Of course, it's going to have to be one damn important mouse before I'd
even consider actually performing any of these steps. Maybe Nathan Lane
will try it in the Mouse hunt sequel, after mousie has a heart attack from
too much cognac and havana cigars....
John
--
Remove the dead poet to e-mail, tho CC'd posts are unwelcome.
Ask me about joining the NRA.
> I listen to Dr. Laura for the same reason that I watch Jerry Springer:
> seeing/hearing all of those intensely stupid people so regularly makes
> me feel deliciously superior.
But doesn't that worry you? These people, to whom you feel superior,
apparently have no inner need to feel superior to you. Which would
make them, by most estimations, superior in fact.
I watch because I'm waiting for the censors to screw up with that
little fuzzy rectangle that is suppose to cover the naughty bits when
one guest rips the dress off another...
M.
Since you're watching anyway, if you squint and move your head from side to
side the resolution of the fuzzy area improves quite a bit.
--== Sent via Deja.com http://www.deja.com/ ==--
---Share what you know. Learn what you don't.---
>>Duquette Vick Pray Family wrote:
>>
>>> I reiterate, it's *hard* to reach terminal velocity from the 2nd story,
>>> especially with a mouse.
>>
>>I don't think you're right. A mouses terminal velocity is very low,
>>and it reaches it very quickly.
>
>just checking......
>What is your definition of terminal velocity?
I'm guessing terminal velocity for a mouse is achieved after falling two
stories
They call me Mr C
--
Russell Flowers
"It's the spaces between life that I like the most." - Jerry Seinfeld
A jumping off point - http://www.accessky.net/users/flowershome/
actually a side-to-side shake is more effective than a bobbing motion.

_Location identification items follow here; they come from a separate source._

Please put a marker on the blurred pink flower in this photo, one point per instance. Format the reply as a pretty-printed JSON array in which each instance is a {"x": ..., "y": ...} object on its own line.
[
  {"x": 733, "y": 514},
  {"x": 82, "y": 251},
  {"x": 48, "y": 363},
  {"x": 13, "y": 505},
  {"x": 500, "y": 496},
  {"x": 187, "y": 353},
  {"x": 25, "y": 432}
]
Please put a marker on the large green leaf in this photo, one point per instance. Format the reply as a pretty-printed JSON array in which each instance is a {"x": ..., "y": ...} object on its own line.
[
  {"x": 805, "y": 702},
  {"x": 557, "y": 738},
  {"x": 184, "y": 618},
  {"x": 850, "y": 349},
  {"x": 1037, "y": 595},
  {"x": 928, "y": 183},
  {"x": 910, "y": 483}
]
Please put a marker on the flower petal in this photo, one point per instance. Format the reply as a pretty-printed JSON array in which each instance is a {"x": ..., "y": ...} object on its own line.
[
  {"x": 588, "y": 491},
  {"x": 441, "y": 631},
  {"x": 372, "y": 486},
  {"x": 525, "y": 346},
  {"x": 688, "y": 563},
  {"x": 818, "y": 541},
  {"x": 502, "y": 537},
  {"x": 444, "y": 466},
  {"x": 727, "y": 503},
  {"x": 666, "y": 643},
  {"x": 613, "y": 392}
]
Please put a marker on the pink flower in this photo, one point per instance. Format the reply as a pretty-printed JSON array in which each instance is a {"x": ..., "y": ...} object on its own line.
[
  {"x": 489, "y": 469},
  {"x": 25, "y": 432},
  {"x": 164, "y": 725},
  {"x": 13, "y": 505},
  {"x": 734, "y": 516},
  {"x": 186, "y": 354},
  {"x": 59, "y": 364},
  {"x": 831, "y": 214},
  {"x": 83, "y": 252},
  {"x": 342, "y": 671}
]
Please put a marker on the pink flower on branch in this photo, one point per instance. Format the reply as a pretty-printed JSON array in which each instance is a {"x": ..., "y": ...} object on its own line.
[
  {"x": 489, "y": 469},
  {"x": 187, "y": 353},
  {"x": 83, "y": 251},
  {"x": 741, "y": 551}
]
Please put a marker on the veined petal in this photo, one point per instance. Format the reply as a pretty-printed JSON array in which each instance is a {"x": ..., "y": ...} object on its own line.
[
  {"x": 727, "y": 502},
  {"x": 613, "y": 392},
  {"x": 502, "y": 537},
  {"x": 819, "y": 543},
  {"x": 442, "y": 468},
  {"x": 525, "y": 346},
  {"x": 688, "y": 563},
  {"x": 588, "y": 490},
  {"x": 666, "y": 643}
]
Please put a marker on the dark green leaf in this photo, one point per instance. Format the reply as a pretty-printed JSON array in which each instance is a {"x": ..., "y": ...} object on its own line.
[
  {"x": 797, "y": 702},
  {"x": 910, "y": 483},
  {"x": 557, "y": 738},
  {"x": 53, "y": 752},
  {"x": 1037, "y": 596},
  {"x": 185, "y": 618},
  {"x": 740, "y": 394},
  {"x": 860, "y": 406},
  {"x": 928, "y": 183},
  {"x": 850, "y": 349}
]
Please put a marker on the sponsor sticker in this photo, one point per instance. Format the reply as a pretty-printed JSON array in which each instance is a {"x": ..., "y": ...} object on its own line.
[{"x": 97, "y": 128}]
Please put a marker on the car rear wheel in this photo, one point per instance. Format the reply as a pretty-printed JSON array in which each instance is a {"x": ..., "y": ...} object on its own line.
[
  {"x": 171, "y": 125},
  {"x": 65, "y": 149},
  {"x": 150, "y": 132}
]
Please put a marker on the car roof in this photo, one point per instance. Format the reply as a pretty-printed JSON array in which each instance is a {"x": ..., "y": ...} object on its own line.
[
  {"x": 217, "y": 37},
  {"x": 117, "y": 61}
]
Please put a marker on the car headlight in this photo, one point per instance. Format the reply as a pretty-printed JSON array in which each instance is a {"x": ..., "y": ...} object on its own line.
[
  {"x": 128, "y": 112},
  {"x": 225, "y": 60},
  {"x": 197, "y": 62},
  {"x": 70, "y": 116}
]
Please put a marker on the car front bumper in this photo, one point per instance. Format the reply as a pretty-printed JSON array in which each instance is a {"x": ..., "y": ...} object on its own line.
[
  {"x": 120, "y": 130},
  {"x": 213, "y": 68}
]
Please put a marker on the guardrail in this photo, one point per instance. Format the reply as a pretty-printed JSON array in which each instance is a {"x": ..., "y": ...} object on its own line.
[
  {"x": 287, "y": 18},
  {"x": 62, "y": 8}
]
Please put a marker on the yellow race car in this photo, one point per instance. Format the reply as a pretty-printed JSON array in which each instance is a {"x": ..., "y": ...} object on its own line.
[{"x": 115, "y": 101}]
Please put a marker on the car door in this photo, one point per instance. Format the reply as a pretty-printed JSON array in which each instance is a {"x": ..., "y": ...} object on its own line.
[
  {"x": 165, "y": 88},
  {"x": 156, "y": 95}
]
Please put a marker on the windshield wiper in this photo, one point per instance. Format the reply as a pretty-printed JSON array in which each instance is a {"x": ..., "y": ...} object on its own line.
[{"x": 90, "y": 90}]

mlo...@lobo.civetsystems.com wrote:
> Bailey Cameron <bail...@hotmail.com> writes:
> > I listen to Dr. Laura for the same reason that I watch Jerry Springer:
> > seeing/hearing all of those intensely stupid people so regularly makes
> > me feel deliciously superior.
> But doesn't that worry you? These people, to whom you feel superior,
> apparently have no inner need to feel superior to you. Which would
> make them, by most estimations, superior in fact.
Sure they do. They feel that going on television and airing their dirty
laundry makes them "celebrities", gives them their 15 minutes of fame,
etc. That makes them feel superior to anyone who hasn't ever been on
television. The trouble is, those of us with more than half a brain
realize that they're making fools of themselves. They, apparently,
don't realize this. If they did realize how dumb they look, they
wouldn't do it.
Still deliciously superior,
Bailey
> Sure they do. They feel that going on television and airing their dirty
> laundry makes them "celebrities", gives them their 15 minutes of fame,
> etc. That makes them feel superior to anyone who hasn't ever been on
> television. The trouble is, those of us with more than half a brain
> realize that they're making fools of themselves. They, apparently,
> don't realize this. If they did realize how dumb they look, they
> wouldn't do it.
Or, maybe (just maybe), they like and are entertained by the idea of being
on TV asnd don't associate it with any form of superiority.
Ya know, being not unfamiliar with pseudo-Freudian mind sets (see some other
thread), I smell an inferiority complex.